Gum, C.S. (1955) A survey of southern HII regions. Mem.RAS, 67. [1955MmRAS..67..155G]

A Survey of Southern H II Regions published in the RAS Memoirs, Vol. LXVII, identifies his No. 38a with this grouping. Gum 38b is NGC 3603, and he writes: "Two objects linked together with nebulosity (overall dimensions 45' x 15'). Each is of complex structure." For his 38a grouping, he gives the size as 20' x 15' and identifies the group with No. 113 in Sven Cederblad's 1946 catalogue.

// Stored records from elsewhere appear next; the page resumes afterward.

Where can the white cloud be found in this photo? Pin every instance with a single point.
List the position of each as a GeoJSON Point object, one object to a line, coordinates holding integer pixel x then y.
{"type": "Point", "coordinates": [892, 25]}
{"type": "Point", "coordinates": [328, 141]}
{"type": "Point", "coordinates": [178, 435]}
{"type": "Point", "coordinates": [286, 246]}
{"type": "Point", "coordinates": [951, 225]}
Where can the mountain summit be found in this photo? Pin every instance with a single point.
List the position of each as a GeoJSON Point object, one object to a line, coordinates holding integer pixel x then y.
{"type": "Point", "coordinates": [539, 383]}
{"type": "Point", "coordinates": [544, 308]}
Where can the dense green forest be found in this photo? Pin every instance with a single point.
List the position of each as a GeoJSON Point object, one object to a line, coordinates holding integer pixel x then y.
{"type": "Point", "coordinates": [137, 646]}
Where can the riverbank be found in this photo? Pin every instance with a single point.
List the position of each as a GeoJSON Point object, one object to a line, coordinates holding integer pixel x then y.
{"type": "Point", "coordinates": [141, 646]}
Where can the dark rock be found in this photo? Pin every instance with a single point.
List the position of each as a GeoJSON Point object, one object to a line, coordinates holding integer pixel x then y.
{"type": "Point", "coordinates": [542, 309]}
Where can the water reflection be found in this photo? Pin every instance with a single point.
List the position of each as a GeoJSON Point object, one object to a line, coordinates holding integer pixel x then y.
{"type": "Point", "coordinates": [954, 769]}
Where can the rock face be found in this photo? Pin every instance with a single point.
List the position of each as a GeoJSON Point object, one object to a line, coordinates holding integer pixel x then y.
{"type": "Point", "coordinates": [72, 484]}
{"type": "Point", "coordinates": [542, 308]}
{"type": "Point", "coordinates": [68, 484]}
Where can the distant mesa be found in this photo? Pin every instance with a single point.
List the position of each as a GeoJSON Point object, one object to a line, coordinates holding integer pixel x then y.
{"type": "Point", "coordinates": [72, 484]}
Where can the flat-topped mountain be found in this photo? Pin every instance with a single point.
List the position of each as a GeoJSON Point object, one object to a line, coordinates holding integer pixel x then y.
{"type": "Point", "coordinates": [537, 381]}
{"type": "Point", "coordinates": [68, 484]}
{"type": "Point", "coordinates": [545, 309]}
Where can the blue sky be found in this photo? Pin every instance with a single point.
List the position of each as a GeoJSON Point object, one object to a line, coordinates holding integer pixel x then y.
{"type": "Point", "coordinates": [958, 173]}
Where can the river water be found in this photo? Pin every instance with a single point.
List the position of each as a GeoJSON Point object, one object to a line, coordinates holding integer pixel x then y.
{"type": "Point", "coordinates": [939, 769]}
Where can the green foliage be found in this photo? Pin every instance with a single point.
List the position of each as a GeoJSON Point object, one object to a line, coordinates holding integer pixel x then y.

The combined grouping of Gum 38a + b are also known as RCW 57, which is commented with "Appears obscuration-bounded and contains bright crescent shaped region 50' x 20'."

Sher, D. (1965)

Sher, D. () "Structure of the Milky Way in Carina" QJRAS, v 6, p 299-320.

p310: "The various parts of the complicated and rather striking nebuloisty about a degree to the south of Tr 18 are known by several catalogue numbers ... The southernmost parts of the nebulosut are bright and amorphous. To the north the nebulosity is arranged in prominent loops or 'smoke rings' Following NGC 3576 in the sky,m and apparently linked to it by faint nebulosuty, is the cluster and small bright H-alpha region listed togther as NGC 3603. NGC 3576 and NGC 3603 are recorded by Gum as Nos. 38a and 38b resp. ... There is no indication of any clustering of stars in the region of NGC 3576 on plates taken with the 20/26 inch Schmidt telescope."

Sulentic & Tifft (1973)

(Sulentic and Tifft 1973) notes that this is a diffuse nebula.

Photo index

by Jim Lucyk: Astronomy mag. 6/88 p6-7.

Modern observations

Brian Skiff

NGC 3579 & NGC 3581 & NGC 3582 & NGC 3584 & NGC 3586

QBS: one lg mess. 15cm descr correct as far as it goes. a seventh patch is ~5' W of m9 * nr -81/82, surrounds m11 *.

15cm - a grp of five more-or-less distinct emission nebs, much enhanced by[OIII], less so by UHC. brtst patch lies immed W of m10 * (-81). it fans N from m12.5 * w/two vf comps. dims out before reaching -82 NNE, which is circ spot immed E of m12 *. these two are 3'x2', elong NNE-SSW. -79 & -84 lie to N sep by narrow dk lane btwn them and -81/82 running ENE-WSW. -79 is fntr, circ. -84 has a ray extending N. SE of -81/82 is -86, past a m12 *. due S of -81/82 is wk patch elong N-S w/o an NGC number. SW, nr a m12 *, is a vsm circ spot, -76. BS, 22Feb1990, LCO.